Eurozone finance ministers gave their political backing on Wednesday (5 May) to a G7 plan to provide loans to Ukraine by using windfall profits generated from Russian assets, which they are ready to discuss after a G7 leaders’ summit later in June.

“The discussion among ministers showed appreciation for the constructive engagement with G7 partners in this regard and full support for it to continue,” Eurogroup President Paschal Donohoe, who chairs meetings of eurozone finance ministers, said in a statement.

Wednesday’s virtual talks had been called to explore options on how to front-load financial aid to Ukraine by providing loans based on the windfall profits from immobilised Russian central bank assets.

G7 countries have jointly immobilised about $280 billion of such assets, with the majority held in the Belgium-based clearing house Euroclear.

The fresh backing came after G7 finance ministers last month warmed up to the plan, under which a sum of up to $50 billion would be drawn from the assets to help Ukraine’s war effort.

“Finance ministers will consider at their June meeting the need for further discussions following the G7 Summit in Apulia,” Donohoe said after the talks.

Leaders from the G7 countries – the United States, Canada, Japan, Britain, France, Germany, and Italy – are scheduled to meet in Italy on 13-15 June and consider different avenues of the proposal.

Under the G7 plans, profits from the Russian immobilised assets held in the EU would service the interest and could also pay back the capital of a future loan issued to Ukraine by either the US, or the US jointly with other G7 countries, or by the EU from its budget.

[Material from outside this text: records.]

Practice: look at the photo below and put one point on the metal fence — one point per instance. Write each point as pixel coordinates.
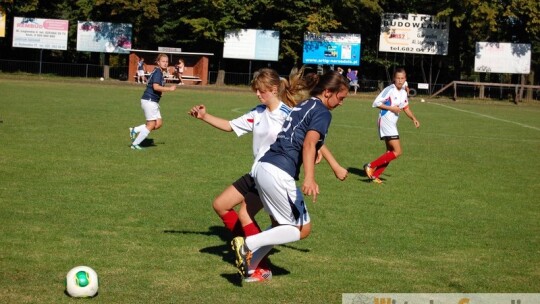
(62, 69)
(230, 78)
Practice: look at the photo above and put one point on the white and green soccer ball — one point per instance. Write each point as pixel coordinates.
(82, 282)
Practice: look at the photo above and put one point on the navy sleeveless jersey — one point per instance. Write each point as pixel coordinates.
(286, 152)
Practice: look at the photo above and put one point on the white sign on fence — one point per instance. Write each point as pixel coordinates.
(35, 33)
(251, 44)
(496, 57)
(423, 86)
(413, 33)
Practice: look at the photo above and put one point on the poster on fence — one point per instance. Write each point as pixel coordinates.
(413, 33)
(331, 48)
(2, 22)
(36, 33)
(104, 37)
(251, 44)
(498, 57)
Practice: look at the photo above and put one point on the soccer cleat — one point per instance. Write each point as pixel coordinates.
(132, 134)
(259, 275)
(376, 180)
(242, 258)
(369, 171)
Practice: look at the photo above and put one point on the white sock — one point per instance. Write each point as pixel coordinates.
(257, 257)
(142, 135)
(138, 129)
(281, 234)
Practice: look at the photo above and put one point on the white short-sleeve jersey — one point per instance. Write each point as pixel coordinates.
(264, 124)
(387, 121)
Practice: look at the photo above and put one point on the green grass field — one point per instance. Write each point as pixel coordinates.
(458, 212)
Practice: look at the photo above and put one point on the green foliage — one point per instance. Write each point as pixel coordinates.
(201, 25)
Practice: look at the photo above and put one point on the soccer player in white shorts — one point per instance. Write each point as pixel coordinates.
(391, 101)
(150, 103)
(275, 174)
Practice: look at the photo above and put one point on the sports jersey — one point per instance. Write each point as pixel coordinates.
(286, 152)
(264, 124)
(149, 92)
(390, 96)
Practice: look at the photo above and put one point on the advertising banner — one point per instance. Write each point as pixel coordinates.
(251, 44)
(35, 33)
(413, 33)
(104, 37)
(331, 48)
(497, 57)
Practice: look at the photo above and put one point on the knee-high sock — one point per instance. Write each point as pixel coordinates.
(379, 170)
(231, 222)
(384, 159)
(258, 258)
(275, 236)
(142, 135)
(138, 129)
(251, 229)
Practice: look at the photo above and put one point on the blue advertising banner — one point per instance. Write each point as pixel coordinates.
(332, 49)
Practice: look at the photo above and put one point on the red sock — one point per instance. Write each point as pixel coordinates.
(230, 219)
(379, 170)
(384, 159)
(251, 229)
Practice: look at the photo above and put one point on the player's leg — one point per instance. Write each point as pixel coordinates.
(393, 148)
(285, 203)
(153, 119)
(223, 205)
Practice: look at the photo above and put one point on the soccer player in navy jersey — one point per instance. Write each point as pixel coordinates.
(150, 103)
(275, 175)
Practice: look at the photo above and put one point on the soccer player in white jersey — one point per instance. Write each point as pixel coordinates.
(275, 173)
(391, 101)
(265, 122)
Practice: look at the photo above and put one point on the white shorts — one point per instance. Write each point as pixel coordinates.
(387, 129)
(151, 109)
(280, 196)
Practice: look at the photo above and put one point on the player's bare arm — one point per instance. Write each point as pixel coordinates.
(412, 117)
(310, 187)
(160, 88)
(199, 112)
(393, 109)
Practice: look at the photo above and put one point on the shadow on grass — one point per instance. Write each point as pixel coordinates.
(226, 254)
(149, 143)
(361, 173)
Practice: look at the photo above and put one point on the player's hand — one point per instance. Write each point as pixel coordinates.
(341, 173)
(310, 188)
(319, 157)
(198, 111)
(395, 110)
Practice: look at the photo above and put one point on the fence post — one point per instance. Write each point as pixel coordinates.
(220, 78)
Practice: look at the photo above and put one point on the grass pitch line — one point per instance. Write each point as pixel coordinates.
(490, 117)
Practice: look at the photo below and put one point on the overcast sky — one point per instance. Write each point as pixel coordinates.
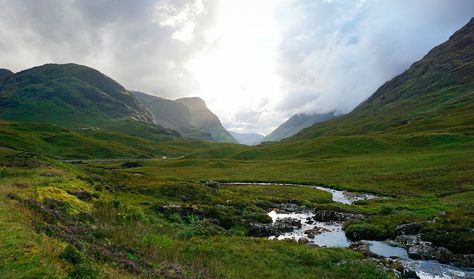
(255, 62)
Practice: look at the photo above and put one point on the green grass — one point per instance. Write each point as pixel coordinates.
(128, 218)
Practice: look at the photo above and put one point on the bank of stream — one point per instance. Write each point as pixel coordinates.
(307, 227)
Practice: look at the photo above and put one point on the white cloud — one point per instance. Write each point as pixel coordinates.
(254, 62)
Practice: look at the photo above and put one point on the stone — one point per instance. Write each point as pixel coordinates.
(332, 215)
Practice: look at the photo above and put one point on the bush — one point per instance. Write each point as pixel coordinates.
(71, 254)
(366, 231)
(84, 271)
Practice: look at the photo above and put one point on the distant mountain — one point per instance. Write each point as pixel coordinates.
(73, 96)
(189, 116)
(434, 94)
(247, 138)
(4, 73)
(295, 124)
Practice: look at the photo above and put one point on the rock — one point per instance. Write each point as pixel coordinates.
(83, 195)
(332, 215)
(303, 240)
(212, 184)
(363, 247)
(410, 228)
(281, 226)
(311, 233)
(423, 250)
(291, 208)
(408, 240)
(288, 222)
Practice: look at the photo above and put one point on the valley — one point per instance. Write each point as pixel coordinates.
(97, 181)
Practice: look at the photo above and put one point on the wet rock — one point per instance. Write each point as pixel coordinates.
(303, 240)
(410, 228)
(212, 184)
(288, 222)
(169, 209)
(129, 165)
(83, 195)
(13, 196)
(312, 233)
(172, 271)
(363, 247)
(332, 215)
(408, 240)
(290, 208)
(281, 226)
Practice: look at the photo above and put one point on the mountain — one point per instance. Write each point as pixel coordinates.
(189, 116)
(75, 97)
(4, 73)
(295, 124)
(247, 138)
(435, 94)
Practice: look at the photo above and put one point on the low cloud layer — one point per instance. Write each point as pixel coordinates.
(255, 62)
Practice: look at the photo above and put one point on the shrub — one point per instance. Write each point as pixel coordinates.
(71, 254)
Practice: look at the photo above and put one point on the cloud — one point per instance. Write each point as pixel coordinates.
(340, 52)
(254, 62)
(143, 44)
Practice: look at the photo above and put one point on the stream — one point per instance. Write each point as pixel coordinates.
(331, 234)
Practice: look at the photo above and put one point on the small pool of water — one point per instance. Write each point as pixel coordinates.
(386, 250)
(333, 236)
(337, 195)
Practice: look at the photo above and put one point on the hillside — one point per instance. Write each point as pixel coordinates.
(435, 94)
(189, 116)
(206, 120)
(172, 115)
(4, 73)
(296, 123)
(68, 95)
(247, 138)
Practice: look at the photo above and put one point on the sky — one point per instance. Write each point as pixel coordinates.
(254, 62)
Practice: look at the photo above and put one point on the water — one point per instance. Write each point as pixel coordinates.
(337, 195)
(333, 236)
(336, 237)
(383, 249)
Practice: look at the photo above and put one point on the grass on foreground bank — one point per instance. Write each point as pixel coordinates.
(79, 224)
(420, 186)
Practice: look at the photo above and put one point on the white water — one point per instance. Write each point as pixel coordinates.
(337, 195)
(335, 237)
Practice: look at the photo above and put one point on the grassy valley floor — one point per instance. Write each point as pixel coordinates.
(159, 218)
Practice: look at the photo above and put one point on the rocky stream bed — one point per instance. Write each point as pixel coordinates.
(407, 255)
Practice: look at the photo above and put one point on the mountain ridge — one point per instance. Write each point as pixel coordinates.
(435, 93)
(295, 124)
(189, 116)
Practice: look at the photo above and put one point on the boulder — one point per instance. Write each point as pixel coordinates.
(332, 215)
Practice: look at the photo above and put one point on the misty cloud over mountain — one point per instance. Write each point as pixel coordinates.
(317, 56)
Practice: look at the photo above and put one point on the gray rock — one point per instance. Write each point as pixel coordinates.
(332, 215)
(303, 240)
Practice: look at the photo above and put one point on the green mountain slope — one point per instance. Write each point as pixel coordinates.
(172, 115)
(296, 123)
(189, 116)
(435, 94)
(68, 95)
(206, 120)
(247, 138)
(4, 73)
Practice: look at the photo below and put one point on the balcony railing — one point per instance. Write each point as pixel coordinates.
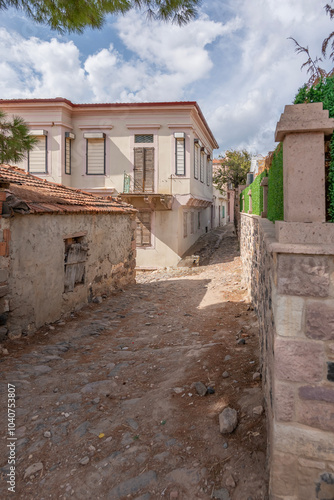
(131, 186)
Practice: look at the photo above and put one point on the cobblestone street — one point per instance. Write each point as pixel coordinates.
(106, 406)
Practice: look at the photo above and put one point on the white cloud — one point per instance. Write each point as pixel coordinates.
(235, 60)
(265, 74)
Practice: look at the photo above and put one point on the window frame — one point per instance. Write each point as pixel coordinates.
(180, 136)
(38, 134)
(202, 166)
(141, 212)
(68, 140)
(144, 142)
(92, 136)
(197, 158)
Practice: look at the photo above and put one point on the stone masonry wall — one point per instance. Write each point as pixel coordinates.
(293, 295)
(36, 292)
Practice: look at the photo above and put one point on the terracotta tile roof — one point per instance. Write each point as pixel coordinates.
(116, 105)
(28, 194)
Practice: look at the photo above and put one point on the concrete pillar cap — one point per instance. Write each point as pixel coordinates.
(301, 118)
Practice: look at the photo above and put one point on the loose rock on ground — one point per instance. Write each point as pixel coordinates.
(106, 406)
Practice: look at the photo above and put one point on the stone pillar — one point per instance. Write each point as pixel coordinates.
(250, 202)
(302, 128)
(264, 184)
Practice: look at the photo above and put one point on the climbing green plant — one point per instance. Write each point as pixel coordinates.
(257, 195)
(275, 209)
(323, 91)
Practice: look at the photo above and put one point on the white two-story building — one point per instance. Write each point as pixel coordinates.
(156, 156)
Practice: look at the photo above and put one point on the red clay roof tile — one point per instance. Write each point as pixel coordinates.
(42, 196)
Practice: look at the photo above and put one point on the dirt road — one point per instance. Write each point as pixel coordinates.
(106, 406)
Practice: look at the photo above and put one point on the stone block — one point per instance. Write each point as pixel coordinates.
(288, 312)
(284, 406)
(303, 441)
(3, 275)
(316, 393)
(283, 475)
(15, 333)
(330, 350)
(330, 371)
(320, 321)
(4, 289)
(299, 361)
(316, 414)
(3, 333)
(313, 481)
(303, 275)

EU member states agreed earlier this year that using the windfall profits generated by the frozen capital is legally sound as the profits, contrary to the capital of the assets, do not legally belong to Russia.

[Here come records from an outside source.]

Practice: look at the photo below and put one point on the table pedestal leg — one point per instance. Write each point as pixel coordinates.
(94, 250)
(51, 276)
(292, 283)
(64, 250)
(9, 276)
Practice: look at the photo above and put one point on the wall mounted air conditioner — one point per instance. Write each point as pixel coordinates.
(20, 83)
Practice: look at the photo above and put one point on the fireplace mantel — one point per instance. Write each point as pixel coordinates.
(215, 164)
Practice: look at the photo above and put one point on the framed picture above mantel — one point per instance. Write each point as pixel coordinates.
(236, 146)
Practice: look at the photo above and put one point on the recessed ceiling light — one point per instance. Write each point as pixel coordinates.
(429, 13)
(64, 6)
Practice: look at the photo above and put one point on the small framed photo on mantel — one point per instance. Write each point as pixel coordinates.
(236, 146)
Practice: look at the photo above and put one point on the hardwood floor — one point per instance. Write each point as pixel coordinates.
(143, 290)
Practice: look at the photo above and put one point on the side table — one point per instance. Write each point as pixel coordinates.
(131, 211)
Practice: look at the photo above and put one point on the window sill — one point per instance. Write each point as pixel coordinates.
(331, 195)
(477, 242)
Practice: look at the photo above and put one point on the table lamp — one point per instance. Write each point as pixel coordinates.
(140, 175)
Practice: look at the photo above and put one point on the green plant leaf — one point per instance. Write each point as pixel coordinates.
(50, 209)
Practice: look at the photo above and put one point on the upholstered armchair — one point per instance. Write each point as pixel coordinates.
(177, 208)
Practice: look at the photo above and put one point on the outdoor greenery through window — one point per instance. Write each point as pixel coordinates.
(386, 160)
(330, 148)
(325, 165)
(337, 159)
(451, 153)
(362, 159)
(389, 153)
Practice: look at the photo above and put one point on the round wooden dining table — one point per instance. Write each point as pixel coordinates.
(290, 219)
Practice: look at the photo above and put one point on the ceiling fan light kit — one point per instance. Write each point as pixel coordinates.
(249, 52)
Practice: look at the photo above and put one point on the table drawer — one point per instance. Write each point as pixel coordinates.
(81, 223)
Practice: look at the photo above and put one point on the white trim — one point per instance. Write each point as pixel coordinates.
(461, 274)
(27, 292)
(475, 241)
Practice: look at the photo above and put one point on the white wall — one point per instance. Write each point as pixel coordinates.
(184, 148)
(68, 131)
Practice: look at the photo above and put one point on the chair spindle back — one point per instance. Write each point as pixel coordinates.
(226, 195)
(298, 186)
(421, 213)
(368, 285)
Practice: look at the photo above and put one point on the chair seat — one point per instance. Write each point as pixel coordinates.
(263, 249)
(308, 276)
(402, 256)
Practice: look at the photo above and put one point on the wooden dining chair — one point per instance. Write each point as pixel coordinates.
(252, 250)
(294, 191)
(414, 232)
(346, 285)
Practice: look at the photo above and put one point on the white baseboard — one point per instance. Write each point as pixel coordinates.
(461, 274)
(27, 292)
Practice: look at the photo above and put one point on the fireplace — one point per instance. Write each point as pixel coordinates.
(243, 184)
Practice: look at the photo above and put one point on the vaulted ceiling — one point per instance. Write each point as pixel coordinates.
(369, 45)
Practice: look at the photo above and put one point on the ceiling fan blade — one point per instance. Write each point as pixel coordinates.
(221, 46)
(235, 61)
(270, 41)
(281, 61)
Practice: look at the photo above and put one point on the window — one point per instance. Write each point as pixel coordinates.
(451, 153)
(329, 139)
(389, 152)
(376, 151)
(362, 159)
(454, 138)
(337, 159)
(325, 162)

The annual profits would be placed into a special fund that would pay for weapons for Ukraine and the country’s reconstruction.

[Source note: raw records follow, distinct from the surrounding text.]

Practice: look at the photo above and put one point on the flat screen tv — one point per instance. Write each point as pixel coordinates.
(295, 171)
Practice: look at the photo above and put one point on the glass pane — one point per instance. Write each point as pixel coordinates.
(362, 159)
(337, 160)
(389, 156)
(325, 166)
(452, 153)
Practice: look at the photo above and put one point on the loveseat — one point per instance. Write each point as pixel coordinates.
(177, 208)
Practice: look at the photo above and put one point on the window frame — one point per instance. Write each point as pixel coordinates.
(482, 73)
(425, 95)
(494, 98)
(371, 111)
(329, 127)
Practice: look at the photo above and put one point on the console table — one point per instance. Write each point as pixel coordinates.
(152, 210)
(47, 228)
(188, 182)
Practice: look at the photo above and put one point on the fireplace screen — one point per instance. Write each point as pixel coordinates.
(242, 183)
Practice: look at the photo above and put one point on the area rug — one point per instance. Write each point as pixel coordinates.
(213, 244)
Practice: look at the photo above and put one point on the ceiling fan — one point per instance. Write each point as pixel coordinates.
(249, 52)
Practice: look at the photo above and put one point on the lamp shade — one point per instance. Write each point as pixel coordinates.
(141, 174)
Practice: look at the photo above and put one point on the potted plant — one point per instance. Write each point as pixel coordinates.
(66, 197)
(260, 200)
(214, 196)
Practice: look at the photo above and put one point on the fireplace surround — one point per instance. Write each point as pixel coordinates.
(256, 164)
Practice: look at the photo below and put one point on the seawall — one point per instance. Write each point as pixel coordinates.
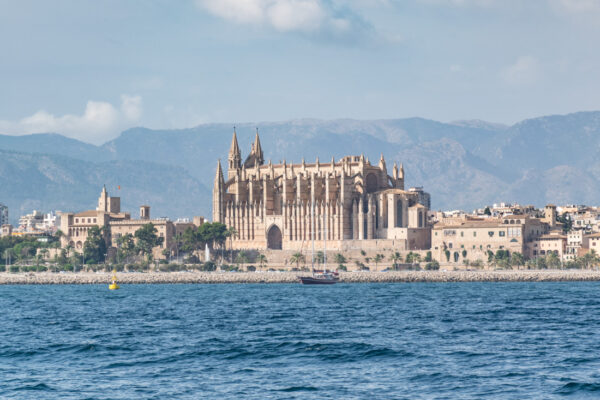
(47, 278)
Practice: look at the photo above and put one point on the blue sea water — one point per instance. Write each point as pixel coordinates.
(347, 341)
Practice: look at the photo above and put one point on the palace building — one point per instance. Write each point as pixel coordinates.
(346, 204)
(115, 223)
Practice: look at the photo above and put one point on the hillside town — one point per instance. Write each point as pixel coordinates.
(347, 214)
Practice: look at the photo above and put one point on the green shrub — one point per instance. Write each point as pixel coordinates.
(432, 266)
(211, 266)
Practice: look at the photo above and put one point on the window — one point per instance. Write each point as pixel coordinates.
(399, 214)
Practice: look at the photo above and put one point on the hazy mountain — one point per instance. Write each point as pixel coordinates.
(31, 181)
(463, 164)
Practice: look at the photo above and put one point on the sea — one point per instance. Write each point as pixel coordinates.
(288, 341)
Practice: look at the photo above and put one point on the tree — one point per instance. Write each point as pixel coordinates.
(69, 248)
(190, 240)
(231, 233)
(262, 260)
(377, 259)
(297, 258)
(588, 260)
(241, 258)
(552, 260)
(517, 259)
(94, 248)
(432, 266)
(340, 260)
(320, 257)
(395, 258)
(428, 257)
(147, 239)
(566, 221)
(125, 247)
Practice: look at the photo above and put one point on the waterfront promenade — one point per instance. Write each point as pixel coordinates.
(44, 278)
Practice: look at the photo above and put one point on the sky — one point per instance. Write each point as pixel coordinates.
(90, 69)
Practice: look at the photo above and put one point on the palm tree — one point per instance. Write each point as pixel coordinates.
(340, 259)
(69, 247)
(394, 258)
(377, 258)
(241, 258)
(231, 232)
(297, 258)
(262, 260)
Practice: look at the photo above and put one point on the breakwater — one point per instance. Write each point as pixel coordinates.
(47, 278)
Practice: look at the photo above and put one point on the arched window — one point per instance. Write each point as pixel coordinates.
(274, 238)
(371, 183)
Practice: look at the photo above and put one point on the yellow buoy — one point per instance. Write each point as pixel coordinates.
(113, 285)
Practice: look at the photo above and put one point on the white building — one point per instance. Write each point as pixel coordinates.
(3, 214)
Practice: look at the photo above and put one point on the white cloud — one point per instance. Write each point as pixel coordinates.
(578, 6)
(100, 121)
(476, 3)
(306, 16)
(525, 70)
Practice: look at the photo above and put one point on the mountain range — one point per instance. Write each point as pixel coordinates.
(463, 164)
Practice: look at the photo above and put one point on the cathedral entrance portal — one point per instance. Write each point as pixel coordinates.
(274, 238)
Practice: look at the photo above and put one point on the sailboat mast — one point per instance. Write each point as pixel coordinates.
(325, 239)
(312, 224)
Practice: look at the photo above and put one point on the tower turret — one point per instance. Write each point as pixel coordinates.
(235, 157)
(218, 194)
(256, 156)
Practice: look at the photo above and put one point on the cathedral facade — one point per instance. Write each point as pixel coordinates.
(345, 204)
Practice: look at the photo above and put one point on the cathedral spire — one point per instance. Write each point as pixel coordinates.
(219, 175)
(256, 156)
(382, 165)
(235, 156)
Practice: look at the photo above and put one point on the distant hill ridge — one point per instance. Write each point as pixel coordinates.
(463, 164)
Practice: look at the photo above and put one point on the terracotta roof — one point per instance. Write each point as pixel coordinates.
(550, 237)
(89, 213)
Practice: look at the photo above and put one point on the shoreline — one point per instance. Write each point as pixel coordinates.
(196, 277)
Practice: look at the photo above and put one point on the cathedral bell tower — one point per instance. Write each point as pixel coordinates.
(235, 158)
(256, 157)
(218, 195)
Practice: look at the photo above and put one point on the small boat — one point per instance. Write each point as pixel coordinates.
(320, 278)
(114, 285)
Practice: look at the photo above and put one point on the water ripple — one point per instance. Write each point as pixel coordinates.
(376, 341)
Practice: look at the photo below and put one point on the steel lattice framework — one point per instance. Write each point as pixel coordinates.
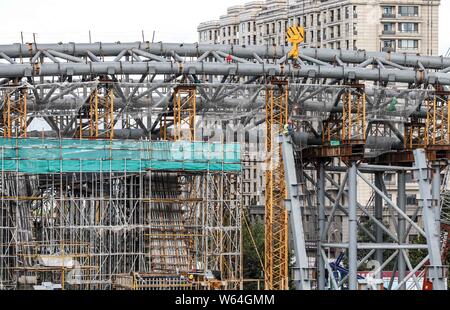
(372, 111)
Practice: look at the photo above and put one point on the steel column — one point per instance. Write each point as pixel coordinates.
(321, 204)
(352, 228)
(401, 201)
(430, 225)
(378, 213)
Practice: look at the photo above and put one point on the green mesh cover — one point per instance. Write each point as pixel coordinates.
(40, 156)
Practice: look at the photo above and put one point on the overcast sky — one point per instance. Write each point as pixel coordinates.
(113, 20)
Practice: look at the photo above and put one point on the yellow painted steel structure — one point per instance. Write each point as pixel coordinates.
(353, 117)
(276, 217)
(437, 126)
(295, 35)
(100, 116)
(184, 110)
(183, 116)
(15, 114)
(414, 133)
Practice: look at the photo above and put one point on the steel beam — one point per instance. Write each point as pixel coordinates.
(257, 52)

Under the plans, 90% of the funds would initially be allocated to the European Peace Facility (EPF), the bloc’s mechanism to reimburse member states for weapons delivered to Kyiv, and then to the newly created Ukraine Assistance Fund (UAF).

The remaining 10% would be transferred to the EU budget and used to boost the capacity of the Ukrainian defence industry.

Once Ukraine’s needs shift from defence to reconstruction, the plan foresees the option to adjust the purpose of the funds.

To move ahead with the plan, people familiar with the talks said, there would need to be a need of risk-sharing between the EU and the US, as EU countries and the European Central Bank have been wary of a potential risk to the EU’s single currency.

More ambitious US-proposal 

Separately, Washington has been pushing a more ambitious proposal under which countries would agree to use the profits to provide a massive loan to Ukraine as soon as possible rather than settle for a few billion euros a year over a long-term period.

US Treasury Secretary Janet Yellen told the New York Times last week that the loan sum under consideration, which would be backed by profits and interest income, would amount to around $50 billion.

In order for the US-led plan to work, the EU would have to issue assurances to the loan issuer that the windfall profits from the Russian frozen assets would be made available to service it, EU officials said.

But the plan would rely heavily on the fact that Russian frozen assets remain frozen in the long term until Moscow agrees to pay reparations.

For that, the EU would also have to make changes to its Russia sanctions regime with respect to the frozen assets to remove uncertainty in decision-making.

The bloc is currently required to renew its Russia sanctions regime every six months, including the immobilisation of its central bank assets.

But such a roll-over of sanctions is on shaky ground because it requires unanimous approval by the bloc’s 27 member states and Hungary has in the past year become a hurdle in a series of EU decisions related to Ukraine.

According to a discussion paper for the Eurogroup ministers, an alternative would be for each G7 country to use the immobilised Russian assets in their own jurisdictions.

In this case, rather than use windfall profits generated from assets immobilised in the EU to repay loans from the US or other G7 members, they would be used to finance the principal and interest for a loan to Ukraine supported by the EU budget.

A hurdle for such an option would again be the need for a unanimous decision by the EU27 to use the bloc’s budget as a guarantee beyond 2025.

Another option under discussion would be to set up a separate sanctions regime concerning Russian Central Bank assets to circumvent the need for the six-month renewal of the current sanctions regime.